Stacey: To directly answer that question of whether hallucinations can be prevented entirely—the truth is, hallucinations can be reduced in an LLM, but inaccuracies cannot be 100% prevented since responses are created via a prediction mechanism. During fine-tuning, models can be optimized for recognizing correct patterns in their training data, which will reduce the number of factual mistakes. Another technique for reducing hallucinations is to connect LLMs to other systems to provide verified information in the response.

For example, if a user requests a mathematical calculation from an LLM that is connected to a program, the LLM can pass part of the request to that program to perform the task. The LLM then returns the program’s response to the user in its answer.

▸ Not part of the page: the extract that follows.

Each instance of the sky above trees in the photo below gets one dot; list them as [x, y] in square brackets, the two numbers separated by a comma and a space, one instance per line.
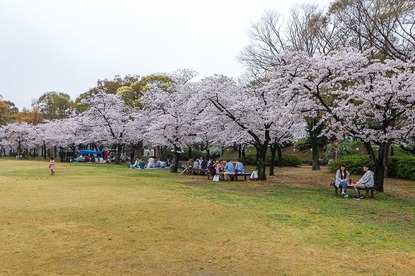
[66, 46]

Anoop: With questions about hallucinations often come questions about attribution of sources in an output. To reiterate, Generative AI models are designed to generate original outputs based on their underlying prediction mechanisms. For example, when it runs, a generative image model creates a new, unique image based on concepts it has picked up across its training data. This makes it difficult for generative models to attribute specific parts of their responses to single sources, though citations are part of training data now and are often linkable to LLM responses (for example in products like AI Overviews). A good analogy might be an artist studying multiple other artist’s styles and then creating their own.

Stacey: Google plans to continue our innovation at the forefront of AI. With new and existing products taking advantage of this technology, we aim to keep making improvements and doing so safely. For example, with AI Overviews we are bringing together our advanced Generative AI capabilities with our best-in-class Search systems to help you find answers to increasingly complex questions. Rather than breaking your question into multiple searches, you can ask your most complex questions, with all the nuances and caveats you have in mind, all in one go.

Google plans to continue our innovation at the forefront of AI. With new and existing products taking advantage of this technology, we aim to keep making improvements and doing so safely.